Welcome to a NEW post-game column, where I’ll take a look at the moment the game turned either in favor or against the Buccaneers. This isn’t meant to be a comprehensive look at all the reasons the Bucs won or lost, but instead the singular moment where things went north or south for the team.
Setting The Stage
Following Brady’s pick-6 to Janoris Jenkins to start the third quarter, the Bucs quickly rallied back with a touchdown to O.J. Howard and a field goal by Ryan Succop with 2:27 left in the third quarter to make it a one-score game, 24-17. After both teams exchanged punts, the Saints offense took over from their own 39-yard line with 14:03 remaining in the game.
Up to this point, the Saints offense had registered 19 yards in the entire third quarter, as the Bucs defense absolutely dominated the period from start to finish. But all that changed on one blown coverage that seemed almost inexplicable when it happened.
The Turning Point
After a first down incompletion to Alvin Kamara, the Saints faced a 2nd-and-10 from their own 39-yard line. From the TV angle, it looks like the Bucs are in quarters coverage with Jamel Dean and Andrew Adams splitting their side of the field (to the boundary). The Saints ran two verticals to that side of the field, which the Bucs were obviously well-prepared for, and I simply have no idea what happened with Jamel Dean on this play.

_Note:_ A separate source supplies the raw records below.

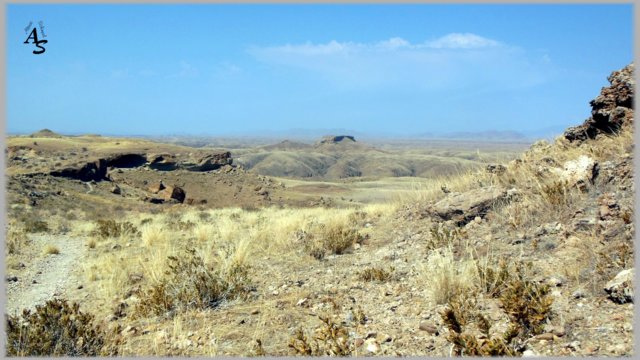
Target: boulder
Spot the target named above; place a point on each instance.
(126, 160)
(496, 169)
(334, 139)
(465, 207)
(620, 288)
(95, 170)
(173, 192)
(611, 110)
(583, 170)
(156, 187)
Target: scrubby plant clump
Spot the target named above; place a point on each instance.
(331, 339)
(526, 302)
(112, 228)
(332, 238)
(375, 274)
(55, 328)
(190, 283)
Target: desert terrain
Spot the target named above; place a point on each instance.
(336, 247)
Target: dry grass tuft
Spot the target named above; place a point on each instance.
(55, 328)
(153, 235)
(375, 274)
(448, 277)
(51, 250)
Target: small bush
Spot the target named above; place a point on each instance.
(374, 273)
(151, 235)
(55, 328)
(51, 250)
(556, 193)
(527, 303)
(444, 236)
(190, 283)
(112, 228)
(333, 238)
(16, 238)
(493, 278)
(35, 226)
(449, 277)
(330, 340)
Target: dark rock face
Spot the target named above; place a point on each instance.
(209, 162)
(157, 187)
(611, 110)
(620, 288)
(126, 160)
(96, 171)
(337, 139)
(462, 208)
(162, 162)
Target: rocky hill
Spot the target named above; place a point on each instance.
(528, 257)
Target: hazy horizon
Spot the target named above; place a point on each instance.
(224, 70)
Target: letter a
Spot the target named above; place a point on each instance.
(33, 34)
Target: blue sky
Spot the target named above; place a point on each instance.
(251, 69)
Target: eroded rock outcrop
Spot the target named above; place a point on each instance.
(127, 160)
(209, 162)
(464, 207)
(95, 170)
(620, 288)
(162, 162)
(334, 139)
(611, 110)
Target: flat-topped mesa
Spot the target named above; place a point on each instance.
(334, 139)
(611, 111)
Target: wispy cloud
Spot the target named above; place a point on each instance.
(453, 61)
(186, 71)
(463, 41)
(224, 69)
(120, 73)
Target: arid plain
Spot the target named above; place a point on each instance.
(329, 247)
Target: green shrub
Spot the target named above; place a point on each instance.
(526, 302)
(190, 283)
(331, 339)
(375, 274)
(55, 328)
(333, 238)
(35, 226)
(444, 236)
(112, 228)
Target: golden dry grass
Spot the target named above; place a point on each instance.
(51, 250)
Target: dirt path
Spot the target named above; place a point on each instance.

There’s nothing else Dean could possibly be looking at on this play, unless he’s staring at the Drew Brees pump fake. With no other threats in his zone, I still don’t know how he lets Jared Cook run right by him up the sideline for a 46-yard gain. This is basic stuff, and the second-year defender’s mistake turned the entire game back in the Saints favor. Four plays later, the Bucs finished off the final 15 yards in the end zone, taking a 31-17 lead they would not relinquish.
Dean’s mistake not only helped waste an outstanding second half by the Bucs defense, but it also added to a frustrating litany of self-inflicted mistakes by Tampa Bay’s defensive unit that detracted from what could have been a statement game. Earlier in the contest, Jordan Whitehead’s pass interference penalty on a 3rd-and-14 pass that Sean Murphy-Bunting batted down to force what would have been a Saints punt, instead resulted in a Saints touchdown.
Then, late in the second quarter, Brees was able to get Vita Vea to jump offsides on a 4th-and-2 hard count, giving the Saints a fresh set of downs from the Bucs 42. Those two back-breaking penalties helped give the Saints struggling offense life in the first half, but the ship had been somewhat righted by a 10-0 Bucs run in the third quarter.
All that changed on Dean’s gaffe in coverage, and although there was plenty of blame to go around on the Bucs roster and coaching staff, that mistake was the turning point in the game, crushing the Bucs comeback hopes and giving the Saints the lead they needed to close out a Week 1 victory.